Complessivamente, le banche centrali hanno acquistato più di 1.000 tonnellate d’oro nel 2024, il doppio della quantità media annuale registrata nel decennio precedente. “Le riserve mondiali di oro delle banche centrali ammontano attualmente a 36.000 tonnellate, vicino al massimo storico di 38.000 tonnellate raggiunto nel 1965 durante l’era di Bretton Woods”, spiegano dalla BCE.
Con il prezzo dell’oro a 3.300 dollari l’oncia, la sua quota nelle riserve mondiali di valuta estera a prezzi di mercato supera già il 20%, superando di gran lunga quella dell’euro, che si attesta al 16%. “I dati delle indagini suggeriscono che due terzi delle banche centrali hanno investito in oro a fini di diversificazione, mentre due quinti lo hanno fatto come protezione contro il rischio geopolitico”.
La stessa Banca d’Italia, in una sezione del proprio sito web, ammette che “un altro buon motivo per mantenere una posizione importante in oro è la protezione contro l’inflazione elevata, poiché l’oro tende a mantenere il suo valore nel tempo. Inoltre, a differenza delle valute estere, l’oro non può essere svalutato o deprezzato a seguito di una perdita di fiducia. Pertanto, quando scoppia una crisi valutaria, le banche centrali possono utilizzare l’oro, così come le loro riserve ufficiali in valuta estera, per rafforzare la fiducia nella moneta nazionale; lo fanno utilizzando l’oro come garanzia per prestiti o, come ultima risorsa, vendendolo per acquistare moneta nazionale e mantenerne il valore. Grandi riserve auree conferiscono alle banche centrali un ampio margine di manovra per preservare la fiducia nel sistema finanziario nazionale”, spiega la nota.

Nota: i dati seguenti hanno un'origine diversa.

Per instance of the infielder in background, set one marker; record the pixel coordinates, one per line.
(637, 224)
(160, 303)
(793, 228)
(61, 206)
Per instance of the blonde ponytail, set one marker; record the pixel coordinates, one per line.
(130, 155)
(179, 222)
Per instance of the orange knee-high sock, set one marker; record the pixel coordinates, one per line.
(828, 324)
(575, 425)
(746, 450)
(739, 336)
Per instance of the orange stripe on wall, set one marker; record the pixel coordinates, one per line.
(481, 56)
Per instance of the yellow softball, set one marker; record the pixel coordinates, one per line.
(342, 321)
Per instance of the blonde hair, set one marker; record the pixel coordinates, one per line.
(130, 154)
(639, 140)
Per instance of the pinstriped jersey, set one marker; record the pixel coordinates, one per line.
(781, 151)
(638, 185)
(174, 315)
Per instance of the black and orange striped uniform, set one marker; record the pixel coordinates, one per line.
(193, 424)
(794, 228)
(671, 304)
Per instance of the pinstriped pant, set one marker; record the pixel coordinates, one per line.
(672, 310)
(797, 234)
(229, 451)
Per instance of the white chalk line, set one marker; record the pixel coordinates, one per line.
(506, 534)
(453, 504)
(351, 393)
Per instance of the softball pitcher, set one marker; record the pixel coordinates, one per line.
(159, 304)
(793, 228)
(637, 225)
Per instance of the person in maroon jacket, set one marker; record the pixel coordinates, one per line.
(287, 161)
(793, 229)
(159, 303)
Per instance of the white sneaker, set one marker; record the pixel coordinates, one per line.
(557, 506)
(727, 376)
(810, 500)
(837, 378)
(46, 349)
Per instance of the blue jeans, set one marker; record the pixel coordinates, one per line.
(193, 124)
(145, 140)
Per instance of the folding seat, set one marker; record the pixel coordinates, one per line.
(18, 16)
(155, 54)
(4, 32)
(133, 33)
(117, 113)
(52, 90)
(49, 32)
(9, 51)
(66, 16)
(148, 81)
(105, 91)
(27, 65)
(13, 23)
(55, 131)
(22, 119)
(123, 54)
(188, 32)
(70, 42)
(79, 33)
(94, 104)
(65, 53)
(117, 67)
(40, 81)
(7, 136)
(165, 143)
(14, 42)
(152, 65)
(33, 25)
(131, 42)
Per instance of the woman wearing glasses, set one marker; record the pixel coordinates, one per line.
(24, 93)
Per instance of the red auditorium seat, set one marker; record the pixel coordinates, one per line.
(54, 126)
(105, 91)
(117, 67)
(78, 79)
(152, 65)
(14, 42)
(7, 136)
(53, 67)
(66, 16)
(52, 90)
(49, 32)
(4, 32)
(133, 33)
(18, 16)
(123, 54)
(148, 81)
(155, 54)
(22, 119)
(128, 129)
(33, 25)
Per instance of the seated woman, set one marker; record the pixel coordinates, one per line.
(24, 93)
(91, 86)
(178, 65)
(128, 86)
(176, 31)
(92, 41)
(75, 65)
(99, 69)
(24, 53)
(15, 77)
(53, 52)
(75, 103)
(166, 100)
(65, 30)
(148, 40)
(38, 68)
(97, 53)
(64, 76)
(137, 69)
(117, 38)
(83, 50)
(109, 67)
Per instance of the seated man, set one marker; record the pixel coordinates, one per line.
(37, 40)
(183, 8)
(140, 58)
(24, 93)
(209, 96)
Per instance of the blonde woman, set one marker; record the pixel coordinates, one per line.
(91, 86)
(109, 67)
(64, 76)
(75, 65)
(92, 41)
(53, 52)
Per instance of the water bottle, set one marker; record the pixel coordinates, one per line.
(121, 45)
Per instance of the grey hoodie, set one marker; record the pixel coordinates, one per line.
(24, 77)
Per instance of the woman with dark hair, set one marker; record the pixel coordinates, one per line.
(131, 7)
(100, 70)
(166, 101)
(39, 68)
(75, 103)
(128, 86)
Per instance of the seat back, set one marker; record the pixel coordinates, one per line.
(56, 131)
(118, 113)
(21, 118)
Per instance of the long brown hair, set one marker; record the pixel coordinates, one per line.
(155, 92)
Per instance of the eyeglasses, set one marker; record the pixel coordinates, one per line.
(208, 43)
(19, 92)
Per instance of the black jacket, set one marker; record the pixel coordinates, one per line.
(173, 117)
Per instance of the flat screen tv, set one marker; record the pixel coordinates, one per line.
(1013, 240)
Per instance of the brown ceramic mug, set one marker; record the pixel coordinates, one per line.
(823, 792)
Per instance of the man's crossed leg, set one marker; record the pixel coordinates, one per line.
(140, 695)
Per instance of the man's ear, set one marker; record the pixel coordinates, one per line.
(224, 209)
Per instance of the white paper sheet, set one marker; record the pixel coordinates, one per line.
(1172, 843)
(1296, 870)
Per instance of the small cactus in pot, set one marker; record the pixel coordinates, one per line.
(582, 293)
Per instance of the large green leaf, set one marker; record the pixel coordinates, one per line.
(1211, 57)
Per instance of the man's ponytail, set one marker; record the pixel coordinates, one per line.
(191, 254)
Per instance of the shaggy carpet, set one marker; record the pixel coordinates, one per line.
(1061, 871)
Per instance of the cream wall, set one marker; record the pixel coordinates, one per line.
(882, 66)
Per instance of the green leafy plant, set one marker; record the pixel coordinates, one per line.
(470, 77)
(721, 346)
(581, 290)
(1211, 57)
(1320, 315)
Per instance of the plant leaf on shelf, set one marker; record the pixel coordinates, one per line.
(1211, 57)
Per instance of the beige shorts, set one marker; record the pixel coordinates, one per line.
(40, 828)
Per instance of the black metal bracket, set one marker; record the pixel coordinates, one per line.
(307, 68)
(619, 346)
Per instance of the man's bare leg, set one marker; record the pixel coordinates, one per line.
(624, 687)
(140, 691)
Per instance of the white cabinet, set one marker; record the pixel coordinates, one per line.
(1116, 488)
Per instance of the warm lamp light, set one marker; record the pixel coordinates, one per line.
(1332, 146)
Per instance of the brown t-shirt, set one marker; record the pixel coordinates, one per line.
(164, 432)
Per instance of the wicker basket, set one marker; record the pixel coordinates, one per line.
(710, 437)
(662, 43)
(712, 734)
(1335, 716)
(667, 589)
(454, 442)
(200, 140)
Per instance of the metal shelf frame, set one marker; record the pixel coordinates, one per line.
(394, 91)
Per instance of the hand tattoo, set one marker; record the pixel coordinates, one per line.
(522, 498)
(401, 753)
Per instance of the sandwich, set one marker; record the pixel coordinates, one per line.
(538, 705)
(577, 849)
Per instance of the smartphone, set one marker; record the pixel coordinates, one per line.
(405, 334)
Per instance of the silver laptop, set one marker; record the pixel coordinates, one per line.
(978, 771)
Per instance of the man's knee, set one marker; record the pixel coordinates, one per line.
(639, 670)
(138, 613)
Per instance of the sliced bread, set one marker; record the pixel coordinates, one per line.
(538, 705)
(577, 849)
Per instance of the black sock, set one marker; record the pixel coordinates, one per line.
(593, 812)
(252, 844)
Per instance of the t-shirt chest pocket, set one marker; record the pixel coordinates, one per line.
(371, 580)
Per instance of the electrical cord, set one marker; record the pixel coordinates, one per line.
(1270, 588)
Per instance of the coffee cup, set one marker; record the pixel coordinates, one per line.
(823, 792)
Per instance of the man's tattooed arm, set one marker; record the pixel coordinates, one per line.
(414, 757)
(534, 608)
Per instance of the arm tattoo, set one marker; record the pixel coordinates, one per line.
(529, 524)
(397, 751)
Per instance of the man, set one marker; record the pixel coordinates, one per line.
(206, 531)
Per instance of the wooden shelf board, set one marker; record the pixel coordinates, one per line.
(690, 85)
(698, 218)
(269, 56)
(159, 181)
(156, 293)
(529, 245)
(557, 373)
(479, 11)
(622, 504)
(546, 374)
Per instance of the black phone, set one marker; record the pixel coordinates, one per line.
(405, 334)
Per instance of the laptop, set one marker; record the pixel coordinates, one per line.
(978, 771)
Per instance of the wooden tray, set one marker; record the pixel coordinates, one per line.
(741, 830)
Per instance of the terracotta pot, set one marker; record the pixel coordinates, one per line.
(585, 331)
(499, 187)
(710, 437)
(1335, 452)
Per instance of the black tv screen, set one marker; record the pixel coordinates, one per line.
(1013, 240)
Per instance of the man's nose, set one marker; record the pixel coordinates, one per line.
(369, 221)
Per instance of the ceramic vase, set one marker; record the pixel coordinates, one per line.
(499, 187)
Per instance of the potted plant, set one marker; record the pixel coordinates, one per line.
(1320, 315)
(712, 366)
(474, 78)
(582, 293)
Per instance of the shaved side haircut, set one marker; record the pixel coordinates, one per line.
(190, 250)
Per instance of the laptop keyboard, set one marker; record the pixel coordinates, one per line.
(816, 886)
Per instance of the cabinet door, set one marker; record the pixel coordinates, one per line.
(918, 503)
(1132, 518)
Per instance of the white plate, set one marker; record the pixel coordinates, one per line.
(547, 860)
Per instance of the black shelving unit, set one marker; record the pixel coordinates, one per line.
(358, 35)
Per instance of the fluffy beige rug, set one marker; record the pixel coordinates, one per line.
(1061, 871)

Paul Wong, un gestore con oltre 37 anni di esperienza nel settore degli investimenti e analista presso Sprott Asset Management, spiega che il forte aumento dell’oro è l’altra faccia della medaglia del calo o dell’erosione della fiducia globale nel dollaro. Tutto indica che non esiste un’attività di riserva che possa essere una reale alternativa al dollaro, ma finché questa attività non apparirà (se mai apparirà), l’oro continuerà a salire. Il problema è che la sua offerta nuova è molto limitata: ogni anno vengono prodotte circa 3.600 tonnellate di oro nuovo e si ritiene che questa cifra inizierà presto a diminuire. Questa offerta limitata, d’altra parte, è ciò che aumenta l’attrattiva del metallo prezioso, poiché non può essere prodotto in quantità illimitata come avviene con il denaro fiat. La moneta fiat, o denaro fiat, è una moneta il cui valore è decretato da un’autorità governativa (come il governo centrale) e non è sostenuta da un metallo prezioso come l’oro o l’argento. Il suo valore deriva dalla fiducia e dall’accettazione generalizzata nel suo utilizzo come mezzo di scambio. L’euro o il dollaro sono monete fiat.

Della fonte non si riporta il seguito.